第12話 治療1

「頼む! 誰でもいいから、姉貴を助けてくれよ」

「そうは言ってもな、この傷は相当深いぞ」

「このギルドで応急処置程度はできますけど、それ以上となると、お医者様を呼んでそれなりの治療費が掛かりますよ」


 床に寝かされているレミシャの周りで、ギルド職員数人が傷の様子を見ていて、その周りを野次馬の冒険者達が取り囲む。


 床でうめいているレミシャは傷口をタオルのような物で縛り上げられているけど、血で真っ赤に染まっている。レグノスが職員に縋りつくように必死になって助けを求めるけど、それに応える職員はいない。


「ここなら光魔法を使える者もいるんだろう。お願いだから姉貴を……姉貴を助けてくれよ」

「それは、冒険者に対する依頼になるぞ。そんな高額な依頼をお前ができるのか?」

「俺達も助けてやりたいとは思ってはいるが、こんな大怪我を治すには高度な技術と知識がいる。それには金が掛かるんだ。そんな事はお前にも分かるだろう」


 Dランクになったばかりの冒険者の懐具合など、ギルドであれば把握できるのだろう。治療に掛かる費用は出せないと踏んでいるようだ。その中、リビティナが前に歩み出る。


「少し見せてくれるかい」

「あなたは、昨日の巡礼者の方……医術の心得はあるのですか」


 女性職員に尋ねられたけど、記憶の無いリビティナには答える事はできなかった。

 しかしこの世界の光魔法なら使うことはできる。治療で使うのは初めてだけど、光魔法に治療効果がある事は魔法の本を読んで知っている。

 リビティナが手をかざし、詠唱を始めた。


「我が体内の小さき光よ、この手に集いてかの者を照らせ……」


 その途端、強い光が床に寝かされているレミシャの全身を覆う。その様子を見た職員や冒険者が一歩後ろに後ずさった。


「何という光だ。こんなに強く広範囲に。だが……」


 ギルド職員が呟く。そう、光魔法の治療効果にも限界がある。レミシャは銀色狼の風魔法を受けて、軽鎧ごと肩から背中、脇腹にかけて大きな裂傷を負っている。骨にまで達する傷で血が止まらない。左手の小指付近は骨まで断ち切られている状態だ。


「なるほど。ゲームのヒールのように傷がすぐに治ると言う訳じゃないようだね……」


 そう簡単にはいかないか。小さな傷は塞がったようだけど、背中の傷からの血は今も止まらない。このままではレミシャが死ぬのは確実だろう。


「リビティナ、リビティナ、お願いだ。姉貴を助けてくれ。姉貴は俺を庇ってこんなことになっちまったんだ……。俺は何でもするから」


 レグノスが涙ながらに、リビティナに頼み込む。少し考えていたリビティナがギルド職員に問い掛ける。


「特殊な治療をしたい。この周りをカーテンなどで囲ってくれないか」

「この患者を少し奥に移動したい。大丈夫か」

「下に敷いた板ごと移動させてくれるかな。静かに頼むよ」


 ギルド職員数人がかりでレミシャをギルドの奥へ、野次馬の冒険者から見えない位置に移動させカーテンの用意をしてくれる。

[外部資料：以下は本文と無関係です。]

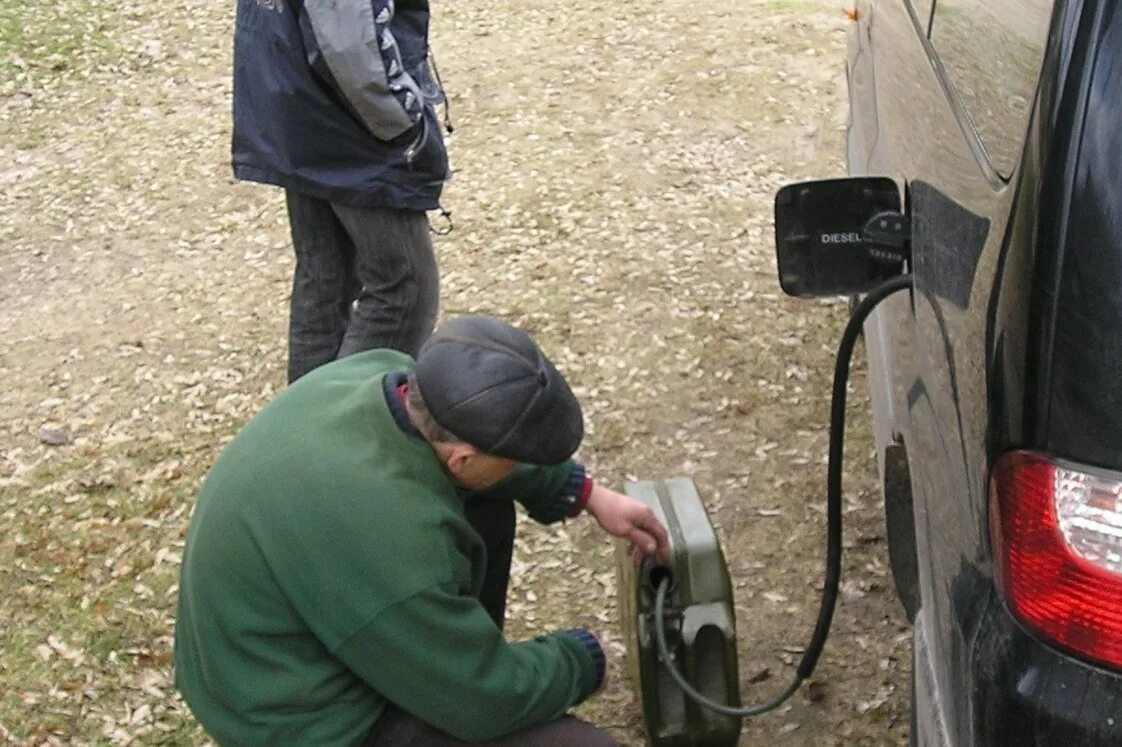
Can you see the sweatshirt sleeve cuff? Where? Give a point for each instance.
(592, 647)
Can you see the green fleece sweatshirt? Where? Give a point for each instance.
(329, 568)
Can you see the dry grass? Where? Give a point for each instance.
(615, 165)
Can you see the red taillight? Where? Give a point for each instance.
(1057, 541)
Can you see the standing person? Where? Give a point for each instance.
(333, 101)
(333, 589)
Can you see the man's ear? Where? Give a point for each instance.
(458, 457)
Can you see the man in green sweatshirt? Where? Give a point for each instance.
(345, 572)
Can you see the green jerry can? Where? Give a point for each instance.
(699, 620)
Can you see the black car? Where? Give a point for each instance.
(996, 375)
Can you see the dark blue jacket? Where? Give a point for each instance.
(334, 99)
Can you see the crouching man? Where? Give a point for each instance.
(345, 574)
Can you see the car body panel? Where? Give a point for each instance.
(1012, 337)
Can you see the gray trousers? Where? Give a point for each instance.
(366, 277)
(396, 728)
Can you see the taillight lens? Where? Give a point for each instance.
(1057, 540)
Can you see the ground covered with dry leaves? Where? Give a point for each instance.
(615, 164)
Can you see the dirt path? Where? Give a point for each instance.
(615, 165)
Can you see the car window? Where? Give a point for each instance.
(992, 52)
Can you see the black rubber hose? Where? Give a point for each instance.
(806, 667)
(853, 330)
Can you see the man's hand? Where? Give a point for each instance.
(627, 518)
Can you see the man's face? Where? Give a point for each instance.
(476, 470)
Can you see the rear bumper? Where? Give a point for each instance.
(1022, 692)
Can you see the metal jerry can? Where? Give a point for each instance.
(699, 620)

「レグノス君、よく聞いてくれ。お姉さんの傷は深い、命を助けるにはボクが知っている方法しかないと思う。だけど治るかは分からないし、治っても、後遺症が残り普段の生活ができない状態になるかもしれない」


 リビティナはヴァンパイアの血をレミシャに与えて、眷属にしようと考えた。でも神様は血を吸ったり、血を与えただけで眷属にできるものでは無いと言っていたし、それで傷が治る保証もない。


「このまま死を待つぐらいなら、君の……君の力を貸してくれ。何としてでも姉貴を助けたいんだ」


 この姉弟の両親は既に他界して、家族はこの二人だけだと昨夜聞いている。できれば助けてあげたい。

 カーテンで囲まれた中、リビティナとレグノス、それとどうしても同席したいとギルド職員の男性が一人立ち会う。


 リビティナは意を決してひざまずき、床に寝かされたレミシャの傷口に口をつけ血をすする。その様子を見たギルド職員が「うっ」と息を呑む声を聞いたけど、気にする事もなくリビティナは牙を突き刺し、レミシャにヴァンパイアの血を与えた。


 フードを被り仮面をつけた状態で行なっているので、上から見ているレグノス達には傷口を舐めているように見えただろう。だが異常な行動である事に変わりはない。

 このような事を他の者達に見せることはできないと理解してくれたようだ。それを背中の数ヵ所と手首に行なった後、やっとリビティナが顔を上げた。


「何か、手伝う事はあるか」

「いや、大丈夫だよ。後は光魔法で治療をしよう」


 ギルド職員が口元から垂れている血を拭うための布を、リビティナに手渡してくれた。

 そしてカーテンの外からでも分かる強い光が溢れ、それが十分程続いただろうか。光が消えてカーテンの中からギルド職員が外に出てきた。


「どうでしたか、主任!」

「ああ、あれは奇跡だな、傷が塞がったよ。あれなら命は助かるだろう」


 ギルドの職員達がほっとしたように顔を見合わせ、カーテンから出てきたリビティナの労をねぎらう。


 一緒にリビティナの治療を見ていたギルド職員が、疲れたように事務所内の同僚に問うた。


「あの者は、いったい何者なんだ……」

「昨日、この町に来たヴァンピーノ族の方だとしか聞いていませんが」

「初日に銀色狼を二匹倒したと言うのも、あの人なんだろう。聞いた事のない種族だな」

「それでも、あんな重傷者を治せたんですから、すごい種族の方なんですよ」

「多分あれは、そのヴァンピーノ族の秘術なんだろうな。あんな治療方法は初めて見たよ」


 今、自分が見た事が信じられないと、その職員は自分の机に深々と座る。この事を上司にどのように報告しようかと悩んでいるようだ。


 ギルドの職員達に手伝ってもらい治療の終えたレミシャを、借りた荷馬車に運び込む。姉が助かり泣き笑いの表情でレグノスが、自分達の住む下宿屋へと荷馬車を走らせた。